I knew that if I dieted or ate right or even worked out that it would HELP but I really didn't know deep down inside of me that if I REALLY put my mind to it and REALLY worked at it, I could look like one of those women that I "hated" (read envied the hell out of!)

Instead of trying all of those years, I drank and ate myself "happier."  I would call, text, email my girlfriends and make plans to meet up for dinner, have a few drinks with dinner and "enjoy" ourselves.  I was trying to find true happiness in my food and/or in my alcohol.  I ate, I drank, I got buzzed or drunk, I fell asleep or passed out sometimes, I woke up (hungover which makes you drag and not feel like doing anything) and did it all over again.  Not every day but more days than not.

I had so much fun hanging out with my best friend at the time that I didn't spend time hanging out with anyone but her really.  We had so much in common!  We had "fun" like I couldn't have with anyone else!  We started working out together in April of 2010. We stopped talking in May of 2010.

I am not THAT person anymore. I don't want to be filled with hatred and insecurity and I was.  I don't want to talk about people and point out their issues and their problems so that I can feel better about me or about what I am not doing!  I sobered up and took a look around at my life and cleaned house!!!  And... I HAVE NOT TURNED BACK ONCE!!!  Last I heard she had stopped working out and was still struggling with her weight but I don't know.  I do wish more than anything that she would have stuck with the workouts and stuck with eating right so she could feel the confidence that I feel! She needs it just like I needed it just like you NEED it!!!

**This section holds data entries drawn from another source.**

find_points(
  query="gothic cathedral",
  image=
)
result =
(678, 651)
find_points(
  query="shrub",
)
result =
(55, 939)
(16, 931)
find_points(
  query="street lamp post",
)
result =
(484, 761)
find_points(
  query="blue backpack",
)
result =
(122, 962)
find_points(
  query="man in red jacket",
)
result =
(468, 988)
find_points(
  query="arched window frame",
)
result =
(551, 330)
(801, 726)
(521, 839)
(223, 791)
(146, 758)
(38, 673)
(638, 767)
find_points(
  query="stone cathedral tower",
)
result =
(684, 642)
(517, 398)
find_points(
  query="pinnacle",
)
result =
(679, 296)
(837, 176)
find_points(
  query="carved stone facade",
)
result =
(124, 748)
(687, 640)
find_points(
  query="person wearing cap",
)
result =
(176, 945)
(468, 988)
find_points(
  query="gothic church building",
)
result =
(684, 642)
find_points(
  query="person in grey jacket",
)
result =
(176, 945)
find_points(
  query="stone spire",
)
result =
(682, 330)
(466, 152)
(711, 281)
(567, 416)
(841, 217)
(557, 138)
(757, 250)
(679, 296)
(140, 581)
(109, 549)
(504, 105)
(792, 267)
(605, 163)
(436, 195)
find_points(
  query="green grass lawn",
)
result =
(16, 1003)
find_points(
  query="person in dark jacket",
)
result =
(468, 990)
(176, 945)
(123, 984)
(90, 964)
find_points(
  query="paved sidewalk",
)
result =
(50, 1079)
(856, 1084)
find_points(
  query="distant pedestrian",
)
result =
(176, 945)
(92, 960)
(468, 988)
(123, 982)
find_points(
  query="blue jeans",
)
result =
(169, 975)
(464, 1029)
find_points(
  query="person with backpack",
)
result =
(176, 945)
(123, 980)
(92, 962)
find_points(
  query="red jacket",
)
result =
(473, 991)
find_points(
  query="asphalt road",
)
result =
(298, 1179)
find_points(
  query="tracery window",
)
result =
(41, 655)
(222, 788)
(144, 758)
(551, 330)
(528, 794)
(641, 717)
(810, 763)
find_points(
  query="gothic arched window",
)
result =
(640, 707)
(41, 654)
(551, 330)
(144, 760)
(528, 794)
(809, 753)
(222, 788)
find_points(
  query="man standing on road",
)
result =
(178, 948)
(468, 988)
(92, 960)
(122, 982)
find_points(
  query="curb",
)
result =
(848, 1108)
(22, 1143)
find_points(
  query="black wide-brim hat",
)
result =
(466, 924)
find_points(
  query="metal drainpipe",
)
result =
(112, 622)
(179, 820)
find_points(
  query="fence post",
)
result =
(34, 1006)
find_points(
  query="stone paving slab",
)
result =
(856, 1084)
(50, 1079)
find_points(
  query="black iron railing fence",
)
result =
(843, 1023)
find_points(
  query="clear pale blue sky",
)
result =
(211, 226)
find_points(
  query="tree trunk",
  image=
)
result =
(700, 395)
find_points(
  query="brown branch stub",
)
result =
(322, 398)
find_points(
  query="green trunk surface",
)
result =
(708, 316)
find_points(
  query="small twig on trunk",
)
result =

Sadly, I see these women all around me.  30, 40, 50 year old women who have not taken care of themselves, not worked out and not dedicated time for themselves.  I see these women at the bar (there is one right next to my gym), I see them at the grocery store, out shopping, eating out - I see them everywhere!  And I know how to spot them - they are the old me!  They join together with their friends for some "girl time" out to dinner or a "girls night out" at the bar.

I am on a MISSION to change the way we "hang out" with each other.  If I can make one woman a day, every day, for the rest of my life make a change in herself and stress the importance of her helping her friends, imagine what we could do?!?!  You HAVE TO decide that you are ready to make a change.  Then, start implementing those changes.  How about a "girls night out" at the gym for Zumba??  Or take turns making clean, healthy meals at home!  You may be surprised with how good of a cook you are or your friends!  Instead of emailing each other the happy hour specials at the local bar, email healthy recipes you're going to try or maybe a new trail to hike?!

It CAN be done -- look at my pictures -- I am not done changing myself -- I am still working -- and I will work every day for the rest of my life on myself - for ME!!!  And I don't just mean working out!  I have tons of energy now.  I feel like I can conquer the world!  I make different goals for myself daily! 

PLEASE think about how much happier you would be with something as simple as sliding into your favorite pair of jeans that aren't so tight you can't stand to wear them!  It is a little step but if one by one we all commit to changing ourselves and helping our friends make changes then the epidemic wouldn't be OBESITY! Imagine an epidemic of FIT, HAPPY, HEALTHY, LEAN, TONED, STRONG, CONFIDENT, ENERGETIC women!!!

We owe it to ourselves and to our friends and family to care about ourselves more, to want more for ourselves and to live the healthiest, happiest life we can!  Why not start today??